# What non-Bayesian classifiers could be used in a naive Bayes model?

Bayes' theorem [is used] in the classifier's decision rule, but naive Bayes is not (necessarily) a Bayesian method.

I have applied naive Bayes assumption to LDA, but it has a Bayes classifier as the sole classifier. To what other non-Bayesian classifiers or learning models could the naive Bayes assumption be applied?

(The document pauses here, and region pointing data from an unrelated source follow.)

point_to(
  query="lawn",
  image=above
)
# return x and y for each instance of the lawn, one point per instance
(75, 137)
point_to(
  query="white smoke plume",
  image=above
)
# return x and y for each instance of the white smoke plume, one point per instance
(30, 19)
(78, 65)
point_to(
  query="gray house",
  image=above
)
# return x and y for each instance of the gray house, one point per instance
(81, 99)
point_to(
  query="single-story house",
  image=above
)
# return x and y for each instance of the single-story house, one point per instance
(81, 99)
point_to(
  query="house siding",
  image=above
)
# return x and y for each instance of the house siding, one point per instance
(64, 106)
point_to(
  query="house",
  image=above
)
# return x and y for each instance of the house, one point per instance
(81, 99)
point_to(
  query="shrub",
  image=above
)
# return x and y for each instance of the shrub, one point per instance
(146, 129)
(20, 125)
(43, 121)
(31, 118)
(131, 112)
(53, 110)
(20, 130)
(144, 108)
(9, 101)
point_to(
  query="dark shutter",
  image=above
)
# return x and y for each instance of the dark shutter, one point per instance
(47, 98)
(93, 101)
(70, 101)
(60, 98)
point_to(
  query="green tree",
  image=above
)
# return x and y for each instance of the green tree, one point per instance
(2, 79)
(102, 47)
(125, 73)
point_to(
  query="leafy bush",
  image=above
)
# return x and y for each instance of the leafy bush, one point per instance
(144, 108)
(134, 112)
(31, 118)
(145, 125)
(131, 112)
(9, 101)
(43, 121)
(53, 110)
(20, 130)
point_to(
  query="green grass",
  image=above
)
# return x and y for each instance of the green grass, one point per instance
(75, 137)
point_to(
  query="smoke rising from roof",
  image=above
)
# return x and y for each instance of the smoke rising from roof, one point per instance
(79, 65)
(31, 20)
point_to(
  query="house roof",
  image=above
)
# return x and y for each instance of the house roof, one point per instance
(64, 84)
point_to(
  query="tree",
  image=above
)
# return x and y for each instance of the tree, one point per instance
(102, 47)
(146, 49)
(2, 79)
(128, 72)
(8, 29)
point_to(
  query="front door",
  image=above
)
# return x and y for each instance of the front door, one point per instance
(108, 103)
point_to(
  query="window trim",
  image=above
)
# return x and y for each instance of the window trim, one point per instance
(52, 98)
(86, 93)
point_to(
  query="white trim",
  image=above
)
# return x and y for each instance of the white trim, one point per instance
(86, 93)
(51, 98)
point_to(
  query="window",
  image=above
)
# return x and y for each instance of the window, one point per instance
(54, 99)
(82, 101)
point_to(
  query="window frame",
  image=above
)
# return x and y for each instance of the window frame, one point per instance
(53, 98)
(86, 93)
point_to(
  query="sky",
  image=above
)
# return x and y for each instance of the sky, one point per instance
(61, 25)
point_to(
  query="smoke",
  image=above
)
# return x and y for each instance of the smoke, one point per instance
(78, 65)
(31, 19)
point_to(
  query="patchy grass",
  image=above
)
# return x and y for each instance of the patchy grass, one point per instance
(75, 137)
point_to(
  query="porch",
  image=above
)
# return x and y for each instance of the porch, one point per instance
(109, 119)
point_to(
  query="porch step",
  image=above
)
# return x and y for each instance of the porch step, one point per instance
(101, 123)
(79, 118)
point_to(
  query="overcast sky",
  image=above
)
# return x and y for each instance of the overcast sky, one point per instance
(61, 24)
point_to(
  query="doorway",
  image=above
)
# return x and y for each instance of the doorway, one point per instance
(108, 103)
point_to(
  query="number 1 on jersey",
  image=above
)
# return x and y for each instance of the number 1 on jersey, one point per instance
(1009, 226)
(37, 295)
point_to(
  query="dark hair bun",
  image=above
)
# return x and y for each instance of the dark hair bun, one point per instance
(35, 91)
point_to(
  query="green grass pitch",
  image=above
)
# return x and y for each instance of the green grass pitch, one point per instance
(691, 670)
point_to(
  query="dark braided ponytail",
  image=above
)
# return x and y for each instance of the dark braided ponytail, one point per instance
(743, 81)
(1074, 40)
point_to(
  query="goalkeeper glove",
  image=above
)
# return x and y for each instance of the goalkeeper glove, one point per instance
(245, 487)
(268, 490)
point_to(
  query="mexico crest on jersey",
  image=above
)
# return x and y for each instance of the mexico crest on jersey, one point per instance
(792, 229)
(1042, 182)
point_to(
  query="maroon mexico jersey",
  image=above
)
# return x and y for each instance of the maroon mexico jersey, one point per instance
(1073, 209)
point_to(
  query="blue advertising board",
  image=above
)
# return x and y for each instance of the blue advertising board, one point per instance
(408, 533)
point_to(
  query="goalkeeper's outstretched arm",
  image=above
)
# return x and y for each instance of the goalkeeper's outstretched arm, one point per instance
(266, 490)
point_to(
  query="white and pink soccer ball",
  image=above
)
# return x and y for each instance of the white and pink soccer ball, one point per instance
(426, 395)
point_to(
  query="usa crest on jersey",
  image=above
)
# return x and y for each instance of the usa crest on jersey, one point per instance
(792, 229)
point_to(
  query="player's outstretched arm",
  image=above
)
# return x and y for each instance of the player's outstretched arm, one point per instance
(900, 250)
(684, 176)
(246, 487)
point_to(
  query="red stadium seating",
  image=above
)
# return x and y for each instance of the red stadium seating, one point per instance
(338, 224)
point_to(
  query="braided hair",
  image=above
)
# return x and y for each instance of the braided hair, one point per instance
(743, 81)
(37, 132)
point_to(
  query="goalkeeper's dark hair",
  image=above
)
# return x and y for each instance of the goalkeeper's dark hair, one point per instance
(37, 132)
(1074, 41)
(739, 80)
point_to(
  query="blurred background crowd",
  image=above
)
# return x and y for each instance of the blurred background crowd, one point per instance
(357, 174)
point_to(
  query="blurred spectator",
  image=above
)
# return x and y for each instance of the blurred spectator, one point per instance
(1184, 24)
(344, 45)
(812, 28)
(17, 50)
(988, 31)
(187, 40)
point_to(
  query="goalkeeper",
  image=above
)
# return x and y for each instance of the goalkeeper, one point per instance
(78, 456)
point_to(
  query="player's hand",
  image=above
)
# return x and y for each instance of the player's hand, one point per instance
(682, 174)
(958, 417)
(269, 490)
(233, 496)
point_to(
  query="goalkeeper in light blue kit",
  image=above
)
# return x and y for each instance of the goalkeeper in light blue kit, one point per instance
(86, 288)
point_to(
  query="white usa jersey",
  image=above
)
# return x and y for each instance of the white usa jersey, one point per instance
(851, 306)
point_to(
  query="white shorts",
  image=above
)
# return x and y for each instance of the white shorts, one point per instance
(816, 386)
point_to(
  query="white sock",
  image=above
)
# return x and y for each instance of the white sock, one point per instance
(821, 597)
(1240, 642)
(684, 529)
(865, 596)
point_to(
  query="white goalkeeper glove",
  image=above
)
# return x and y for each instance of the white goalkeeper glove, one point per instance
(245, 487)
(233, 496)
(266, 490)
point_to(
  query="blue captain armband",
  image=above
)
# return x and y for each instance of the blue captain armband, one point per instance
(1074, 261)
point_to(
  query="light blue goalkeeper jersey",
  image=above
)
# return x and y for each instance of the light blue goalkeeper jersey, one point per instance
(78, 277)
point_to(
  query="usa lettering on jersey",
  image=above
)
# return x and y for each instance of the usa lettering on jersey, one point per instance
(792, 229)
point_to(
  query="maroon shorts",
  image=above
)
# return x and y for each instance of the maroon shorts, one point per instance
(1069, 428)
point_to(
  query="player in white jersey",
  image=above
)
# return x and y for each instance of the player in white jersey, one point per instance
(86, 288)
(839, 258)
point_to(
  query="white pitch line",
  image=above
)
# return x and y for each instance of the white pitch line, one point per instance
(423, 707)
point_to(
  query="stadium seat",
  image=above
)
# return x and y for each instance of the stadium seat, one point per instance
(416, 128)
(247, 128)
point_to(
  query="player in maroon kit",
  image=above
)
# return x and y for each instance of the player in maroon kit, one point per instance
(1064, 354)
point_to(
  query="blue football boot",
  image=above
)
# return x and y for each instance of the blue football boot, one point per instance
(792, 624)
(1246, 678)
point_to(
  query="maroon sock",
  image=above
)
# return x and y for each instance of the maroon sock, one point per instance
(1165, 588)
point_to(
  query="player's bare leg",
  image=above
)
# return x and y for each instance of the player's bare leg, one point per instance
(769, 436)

• This question seems clear enough to me. I'm voting to leave open. – gung - Reinstate Monica Feb 8 '17 at 16:46

Before commencing, however, some clarification of the word 'Bayes' in this context is appropriate. In work on supervised classification methods it has become standard to refer to the $P(i)$ as the class $i$ prior probability, because this gives the probability that an object will belong to class $i$ prior to observing any information about the object. Combining the prior with $P(\mathbf x \mid i)$, as shown above, gives the posterior probability, after having observed $\mathbf x$. This combination is effected via Bayes theorem, and it is because of this that 'Bayes' is used in the name of these methods. [...] The important point for us is that no notion of subjective probability is introduced: the methods are not [necessarily] 'Bayesian' in the formal statistical sense. [...] In this paper, following almost all the work on the idiot's Bayes method, we adopt a frequentist interpretation.